With Canada getting closer to moving all its spent nuclear fuel to a single facility, and encasing each fuel container in bentonite clay, researchers are studying whether that clay could support microbial life – which could eat away at the metal containers.
“I've found that microbial life always surprises us,” says Myrna Simpson, one of the researchers and a professor in University of Toronto Scarborough’s department of physical and environmental sciences. “Microbes will grow in the strangest places.”
The proposed storage facility, called a deep geological repository (DGR), would sit 500 to 800 metres underground in one of two Ontario sites. Every room storing nuclear waste will be packed and sealed with bentonite clay, a swelling material that helps dissipate heat and reduces water movement when packed tightly.
But the clay is mined from a natural deposit in Wyoming and will inevitably arrive embedded with tiny bits of organic matter. Microbes will also be in the clay and rock surrounding the facility, and in groundwater that may pass through it. Some of that microbial life may produce sulfide, a chemical compound that could lead to corrosion of the metal containers holding the used fuel.
To test if the microbes can grow, the group building Canada’s DGR, the Nuclear Waste Management Organization (NWMO), brought together Simpson and professors Josh Neufeld and Greg Slater from the University of Waterloo and McMaster University, respectively. Their five-year study was recently awarded $2.8 million in funding from the new NSERC Alliance grant program.
“My lab has the capability to study the organic matter chemistry, but what does that mean in terms of the microbiology?” says Simpson. “By combining forces with professors Neufeld and Slater, we can put results together in a holistic manner.”
The team will study samples of groundwater and surrounding rock at the two proposed sites for the DGR, near Ignace in northern Ontario and in southwestern Ontario’s South Bruce area. Their results will add to a data set that will help the NWMO decide on a location, along with other aspects of the project.
“If we find conditions that promote microbial growth, then this information can be factored into the DGR’s design to minimize potential risks,” Simpson says.

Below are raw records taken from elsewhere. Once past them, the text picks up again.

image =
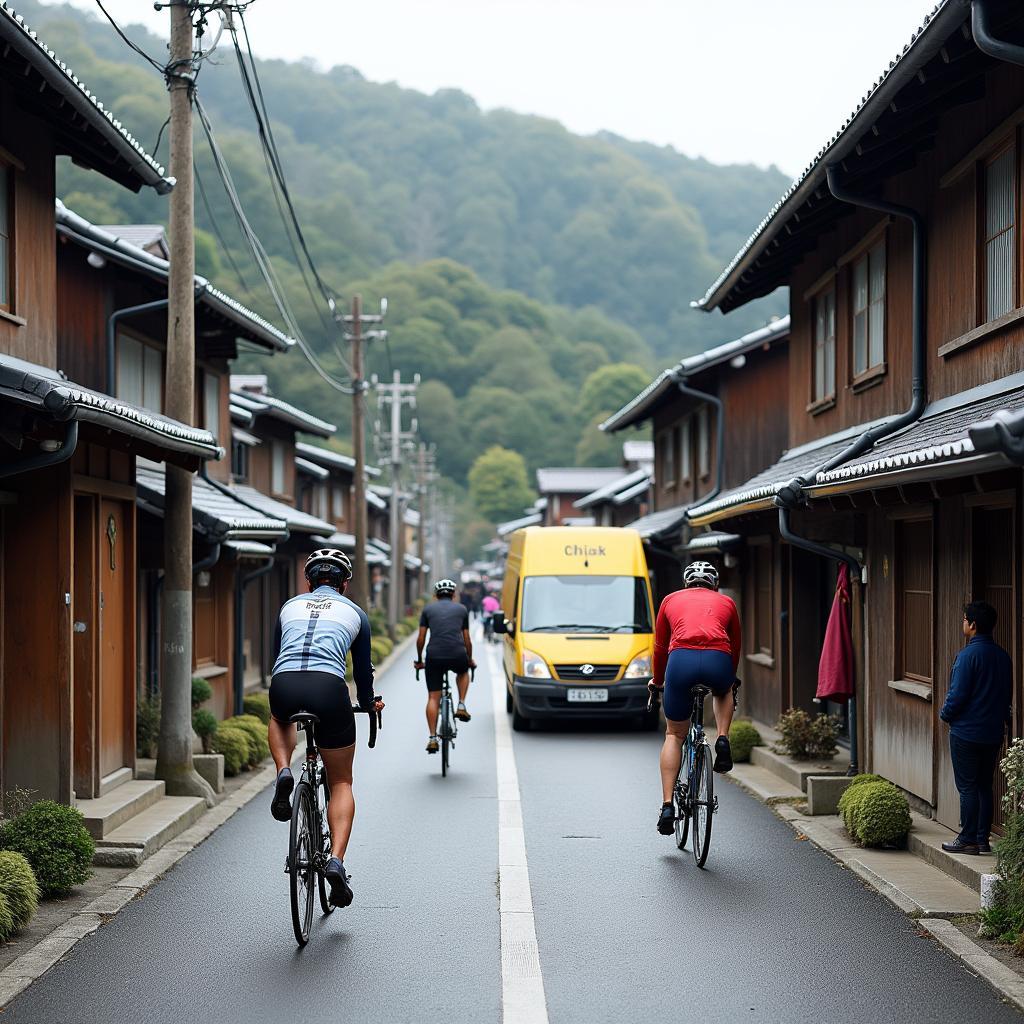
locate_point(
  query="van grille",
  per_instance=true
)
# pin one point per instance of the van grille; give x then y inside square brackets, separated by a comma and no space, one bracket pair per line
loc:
[601,673]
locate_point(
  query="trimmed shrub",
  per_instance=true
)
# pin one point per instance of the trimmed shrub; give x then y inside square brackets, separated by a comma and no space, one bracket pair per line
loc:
[876,813]
[18,889]
[233,743]
[805,736]
[742,738]
[202,691]
[205,725]
[256,731]
[257,705]
[54,841]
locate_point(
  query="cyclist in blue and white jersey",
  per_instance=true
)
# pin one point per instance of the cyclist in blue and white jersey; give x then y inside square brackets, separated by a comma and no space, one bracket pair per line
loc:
[315,632]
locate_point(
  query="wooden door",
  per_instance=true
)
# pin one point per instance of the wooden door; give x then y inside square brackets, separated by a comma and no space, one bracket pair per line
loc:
[993,580]
[116,561]
[85,617]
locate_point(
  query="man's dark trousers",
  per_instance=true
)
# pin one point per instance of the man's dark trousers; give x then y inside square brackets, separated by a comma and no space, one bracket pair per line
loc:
[974,767]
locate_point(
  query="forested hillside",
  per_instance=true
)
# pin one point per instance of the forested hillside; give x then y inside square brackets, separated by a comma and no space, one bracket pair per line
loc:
[582,251]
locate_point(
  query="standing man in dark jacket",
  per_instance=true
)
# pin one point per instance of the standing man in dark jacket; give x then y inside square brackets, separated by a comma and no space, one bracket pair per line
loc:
[978,712]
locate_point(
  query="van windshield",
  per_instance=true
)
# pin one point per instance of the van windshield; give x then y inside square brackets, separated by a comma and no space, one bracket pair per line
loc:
[585,604]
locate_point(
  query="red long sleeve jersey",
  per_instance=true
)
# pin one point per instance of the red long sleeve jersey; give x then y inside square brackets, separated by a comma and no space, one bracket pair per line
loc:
[699,619]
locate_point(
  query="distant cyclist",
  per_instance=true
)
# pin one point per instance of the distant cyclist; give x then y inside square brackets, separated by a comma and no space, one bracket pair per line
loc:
[696,641]
[315,631]
[450,650]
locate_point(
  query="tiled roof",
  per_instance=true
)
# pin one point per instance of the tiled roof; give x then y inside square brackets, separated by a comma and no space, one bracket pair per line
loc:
[574,479]
[59,398]
[922,46]
[16,35]
[297,520]
[217,513]
[640,408]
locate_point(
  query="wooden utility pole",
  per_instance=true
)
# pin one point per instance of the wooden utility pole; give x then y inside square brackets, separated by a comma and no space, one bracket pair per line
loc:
[360,583]
[174,755]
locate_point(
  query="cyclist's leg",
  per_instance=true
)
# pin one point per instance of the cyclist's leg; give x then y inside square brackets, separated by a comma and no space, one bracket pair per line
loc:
[341,810]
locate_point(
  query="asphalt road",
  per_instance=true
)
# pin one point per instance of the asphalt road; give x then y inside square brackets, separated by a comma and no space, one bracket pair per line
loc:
[629,929]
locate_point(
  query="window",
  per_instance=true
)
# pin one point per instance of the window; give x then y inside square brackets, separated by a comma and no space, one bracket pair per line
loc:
[669,458]
[999,261]
[913,600]
[278,468]
[824,346]
[140,374]
[240,461]
[211,402]
[869,309]
[704,441]
[6,240]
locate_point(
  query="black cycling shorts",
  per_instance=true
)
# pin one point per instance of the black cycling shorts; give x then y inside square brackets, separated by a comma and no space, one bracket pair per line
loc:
[322,694]
[436,667]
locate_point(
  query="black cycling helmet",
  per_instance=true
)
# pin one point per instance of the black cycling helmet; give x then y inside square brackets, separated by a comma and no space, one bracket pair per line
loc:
[329,565]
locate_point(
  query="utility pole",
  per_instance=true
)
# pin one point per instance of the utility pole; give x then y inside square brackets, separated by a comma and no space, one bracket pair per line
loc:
[174,757]
[360,526]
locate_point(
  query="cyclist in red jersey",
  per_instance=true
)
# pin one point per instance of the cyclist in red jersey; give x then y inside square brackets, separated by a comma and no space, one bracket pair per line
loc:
[696,641]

Canada has about three million bundles of used nuclear fuel, which contain the solid uranium that powers nuclear reactors. They’re stored in above-ground containers at seven facilities across the country, with 90,000 added every year. The containers only last about 50 to 100 years, but used nuclear fuel must be stored for one million years before its radiation levels return to that of naturally occurring uranium ore. For Canada – and almost every country that commercially produces nuclear power – the solution is a DGR.
A DGR is a network of tunnels that connect rooms of used nuclear fuel. Canada plans to place every fuel bundle in a specialized metal container, which will then be encased in a box of highly compacted bentonite clay. Boxes will be stacked one wide and two high, then all empty spaces in the room will be packed with clay and sealed with a wall of it.
“The microbes are going to drive the chemistry,” Simpson says. “If the chemistry changes, then you have an entirely different scenario in terms of stability. This is something we will test collaboratively.”
The research team is being led by Neufeld, who will study the ways bentonite clay can support microbial life. Slater will complement his research with insights into microbes that might become active. Meanwhile, Simpson will study how organic matter found in the clay and DGR may react to microbial life.
Though their research can’t fully simulate being 500 metres underground, Simpson says most conditions of the DGR can be replicated in the lab or studied in equivalent geological settings. The team can simulate how the clay is packed, density, temperature, salt content of the groundwater and other conditions of the facility.
“Working with professors Neufeld and Slater will yield new and integrated knowledge regarding how microbes can grow and co-operate underground, and what conditions prevent their activities,” Simpson says. “This partnership has many benefits and I’m excited to be a part of this team.”